# Toro 1028 Powershift - what year



## cainsriver (Aug 26, 2017)

I just acquired a Toro 1028 Powershift c/w cab for $100 Cdn. The transmission/shifter is stuck. The Model # is 38555 and the serial # is 8900691. How do I find out what year it is?


----------



## jtclays (Sep 24, 2010)

1998


----------



## Jackmels (Feb 18, 2013)

I have a Transmission Part 66-8030 Available. PM for More Info if interested.


----------



## Grunt (Nov 11, 2013)

Hello and welcome to SBF cainsriver. Here is a link to the Powershift service manual to help with the repairs.

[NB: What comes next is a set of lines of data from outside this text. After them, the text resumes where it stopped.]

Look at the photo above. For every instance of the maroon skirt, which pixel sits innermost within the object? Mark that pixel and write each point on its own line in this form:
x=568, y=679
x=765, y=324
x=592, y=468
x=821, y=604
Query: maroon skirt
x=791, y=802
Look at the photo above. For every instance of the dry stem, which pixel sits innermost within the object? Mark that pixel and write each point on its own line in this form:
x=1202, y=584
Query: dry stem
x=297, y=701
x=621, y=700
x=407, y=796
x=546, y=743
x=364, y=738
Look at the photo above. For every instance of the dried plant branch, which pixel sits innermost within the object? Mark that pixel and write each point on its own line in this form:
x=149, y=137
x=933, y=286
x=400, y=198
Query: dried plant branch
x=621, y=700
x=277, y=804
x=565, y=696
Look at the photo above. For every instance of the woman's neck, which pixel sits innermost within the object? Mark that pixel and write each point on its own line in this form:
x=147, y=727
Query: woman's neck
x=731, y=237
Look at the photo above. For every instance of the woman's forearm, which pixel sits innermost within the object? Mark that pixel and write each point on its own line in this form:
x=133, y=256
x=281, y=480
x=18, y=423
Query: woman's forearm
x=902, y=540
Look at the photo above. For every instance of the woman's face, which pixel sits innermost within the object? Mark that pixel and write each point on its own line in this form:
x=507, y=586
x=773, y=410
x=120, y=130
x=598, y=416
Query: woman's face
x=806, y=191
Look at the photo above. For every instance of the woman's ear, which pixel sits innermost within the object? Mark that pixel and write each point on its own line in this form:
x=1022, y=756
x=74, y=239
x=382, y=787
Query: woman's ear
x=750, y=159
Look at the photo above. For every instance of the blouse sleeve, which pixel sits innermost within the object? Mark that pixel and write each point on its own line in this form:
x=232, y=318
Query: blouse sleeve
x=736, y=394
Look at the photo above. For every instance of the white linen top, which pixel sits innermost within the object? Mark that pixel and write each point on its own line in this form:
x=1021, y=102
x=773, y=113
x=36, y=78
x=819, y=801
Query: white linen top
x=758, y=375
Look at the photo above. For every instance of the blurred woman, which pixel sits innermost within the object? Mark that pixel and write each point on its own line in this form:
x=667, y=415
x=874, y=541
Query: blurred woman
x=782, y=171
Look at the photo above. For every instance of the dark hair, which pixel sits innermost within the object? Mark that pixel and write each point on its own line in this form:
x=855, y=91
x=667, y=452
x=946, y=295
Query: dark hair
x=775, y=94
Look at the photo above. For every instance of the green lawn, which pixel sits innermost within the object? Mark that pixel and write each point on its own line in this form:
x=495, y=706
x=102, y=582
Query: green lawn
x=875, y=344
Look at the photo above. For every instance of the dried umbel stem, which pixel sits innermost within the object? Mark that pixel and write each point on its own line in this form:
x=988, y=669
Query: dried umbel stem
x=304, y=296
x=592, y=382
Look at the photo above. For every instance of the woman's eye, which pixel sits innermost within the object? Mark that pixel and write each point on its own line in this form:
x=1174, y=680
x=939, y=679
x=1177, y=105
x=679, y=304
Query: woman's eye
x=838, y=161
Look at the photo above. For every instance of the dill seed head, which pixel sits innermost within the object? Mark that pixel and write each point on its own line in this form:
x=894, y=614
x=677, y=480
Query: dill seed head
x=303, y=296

https://www.scribd.com/doc/26159544/Tosnowps-1-Copy

And the Tecumseh engine service manual-

http://www.barrettsmallengine.com/manual/tecumsehlheadmanual.pdf


----------



## cainsriver (Aug 26, 2017)

Thanks very much Grunt. Going forward these manuals will be most helpful as I work my way through this machine and make it serviceable again.


----------



## UNDERTAKER (Dec 30, 2013)

*If you have any questions you can pm me also. anyhoo ALOHA from the Paradise City.:smiley-rpg027::smiley-rpg027::smiley-rpg027::smiley-rpg027::smiley-rpg027:*


----------



## unknown1 (Dec 13, 2015)

POWERSHIFT93 said:


> If you have any questions you can pm me also. anyhoo ALOHA from the Paradise City.


That's a generous offer 
However, if the questions and answers are posted here onto the thread *everybody *learns instead of just one person. Also the answers are there for others to *search *down the road.
Make sense?


----------



## Kiss4aFrog (Nov 3, 2013)

Always good to see another PowerShift saved from the scrap heap !!


----------